Los Mendoza, en cualquiera de sus siete ramas, eran propietarios de grandes extensiones de tierra en toda la ciudad. Poseían parcelas y solares en Cojímar y también en el Biltmore. En los repartos Barandilla y La Coronela y en La Puntilla. Los poseían asimismo en La Víbora, cuando esta llegaba hasta La Palma. En 1915 adquirieron terrenos en la zona de Santos Suárez y comenzó su urbanización.
Hay en Santos Suárez zonas allí cuyas calles —San Emilia, Santa Catalina, Santa Irene…— agotan el santoral. Otras –Mayía Rodríguez, Juan Delgado, Lacret…— rinden tributo a los héroes de la Independencia, y otras más —Saco, Heredia, Luz Caballero…— recuerdan a nuestros más ilustres intelectuales y creadores, en tanto que toda una canasta de frutas cubanas se llena con los nombres de calles como Zapotes, Melones, Cocos… Por cierto, Cocos sigue siendo Cocos y no Alfredo Martín Morales, y nadie llamó nunca José Miguel Gómez a Correa, ni José Antolín del Cueto a Melones.

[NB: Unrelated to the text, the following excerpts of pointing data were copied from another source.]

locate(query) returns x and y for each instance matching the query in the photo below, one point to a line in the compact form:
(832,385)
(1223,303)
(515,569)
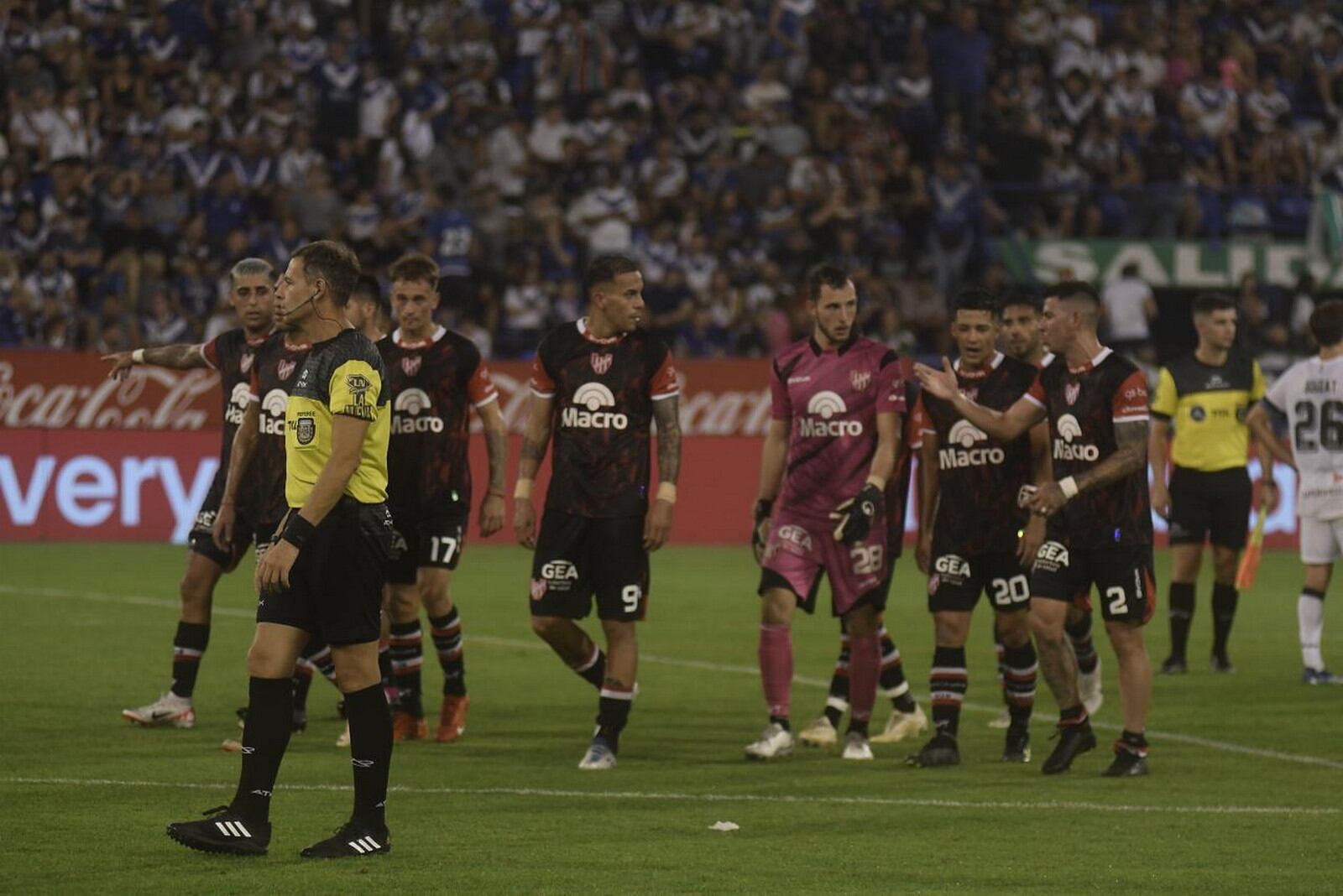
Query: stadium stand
(729,145)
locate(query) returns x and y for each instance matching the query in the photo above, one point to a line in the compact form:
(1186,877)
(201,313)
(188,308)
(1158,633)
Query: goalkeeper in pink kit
(834,434)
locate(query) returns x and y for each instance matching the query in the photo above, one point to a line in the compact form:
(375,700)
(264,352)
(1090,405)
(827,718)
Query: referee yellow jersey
(342,376)
(1206,407)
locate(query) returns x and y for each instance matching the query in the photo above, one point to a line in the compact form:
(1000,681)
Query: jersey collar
(420,344)
(588,334)
(993,365)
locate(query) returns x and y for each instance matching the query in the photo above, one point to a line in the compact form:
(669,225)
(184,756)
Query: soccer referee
(1205,396)
(324,575)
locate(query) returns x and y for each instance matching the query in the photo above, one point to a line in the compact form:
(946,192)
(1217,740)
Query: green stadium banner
(1165,263)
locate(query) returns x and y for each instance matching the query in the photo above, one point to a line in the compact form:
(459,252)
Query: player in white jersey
(1311,398)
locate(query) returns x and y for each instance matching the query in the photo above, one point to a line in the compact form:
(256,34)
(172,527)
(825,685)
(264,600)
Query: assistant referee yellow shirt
(342,376)
(1206,407)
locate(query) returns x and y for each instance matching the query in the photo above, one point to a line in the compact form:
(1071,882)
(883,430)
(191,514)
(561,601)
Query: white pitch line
(704,665)
(724,797)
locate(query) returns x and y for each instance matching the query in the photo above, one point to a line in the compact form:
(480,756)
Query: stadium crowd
(148,145)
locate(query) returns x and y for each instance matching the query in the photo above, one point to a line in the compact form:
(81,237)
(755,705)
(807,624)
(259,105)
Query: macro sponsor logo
(407,409)
(273,412)
(1068,430)
(586,412)
(238,404)
(962,452)
(825,405)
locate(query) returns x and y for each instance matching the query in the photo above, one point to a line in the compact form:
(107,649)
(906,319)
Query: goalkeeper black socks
(265,739)
(369,753)
(1181,613)
(1224,613)
(188,645)
(447,643)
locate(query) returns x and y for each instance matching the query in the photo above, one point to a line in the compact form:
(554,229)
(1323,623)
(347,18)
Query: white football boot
(776,742)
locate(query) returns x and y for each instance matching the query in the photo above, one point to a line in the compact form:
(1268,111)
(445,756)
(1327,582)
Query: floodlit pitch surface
(1246,793)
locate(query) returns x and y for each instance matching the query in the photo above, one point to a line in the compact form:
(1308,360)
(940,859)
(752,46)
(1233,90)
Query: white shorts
(1322,539)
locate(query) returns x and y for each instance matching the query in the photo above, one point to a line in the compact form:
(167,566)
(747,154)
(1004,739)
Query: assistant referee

Para los que vivíamos en el reparto Lawton, zona eminentemente estudiantil, mientras Luyanó era, en lo esencial, obrero, las escapadas a Santos Suárez eran toda una aventura en la adolescencia. Hasta las muchachas parecían más lindas, elegantes, más en la onda, aunque no recuerdo si ya se usaba esa expresión. El escribidor admiraba ya las grandes casonas de la barriada, aunque no dejaba de advertir que sus áreas se habían congestionado en exceso con edificios de apartamentos apiñados prácticamente unos sobre otros, en un afán de aprovechar al máximo los terrenos.
Un cine como Los Ángeles, en Juan Delgado casi esquina a Lacret, no solo nos parecía mejor que los que funcionaban en nuestra zona, sino que lo era realmente con sus butacas acolchadas y el aire acondicionado, mientras que otros —Ma’Ra y Santa Catalina— se quedaban, con sus asientos de palo, en el atractivo de sus fachadas. La Gran Vía, ubicada precisamente en la calle Santos Suárez, entre San Indalecio y San Benigno, era, en los cumpleaños, lo máximo con sus cakes y su confitería fina. En la cafetería Niágara, de Juan Delgado y Santa Catalina, Paco el lunchero ofertaba los mejores sándwiches de la ciudad, y los frozzen de El Gallito, en Santa Catalina y Saco, nada tenían que ver con los se harían muy demandados después.
Más allá, por Santa Catalina hacia Palatino y la Ciudad Deportiva, la iglesia de San Juan Bosco, en cuyo vía crucis —lo sabríamos después— el pintor Eberto Escobedo representó al poeta José Lezama Lima. Más allá, la fábrica de la Coca Cola y casi enfrente la quinta Las Delicias, de Rosalía Abreu, impenetrable en el misterio de sus monos.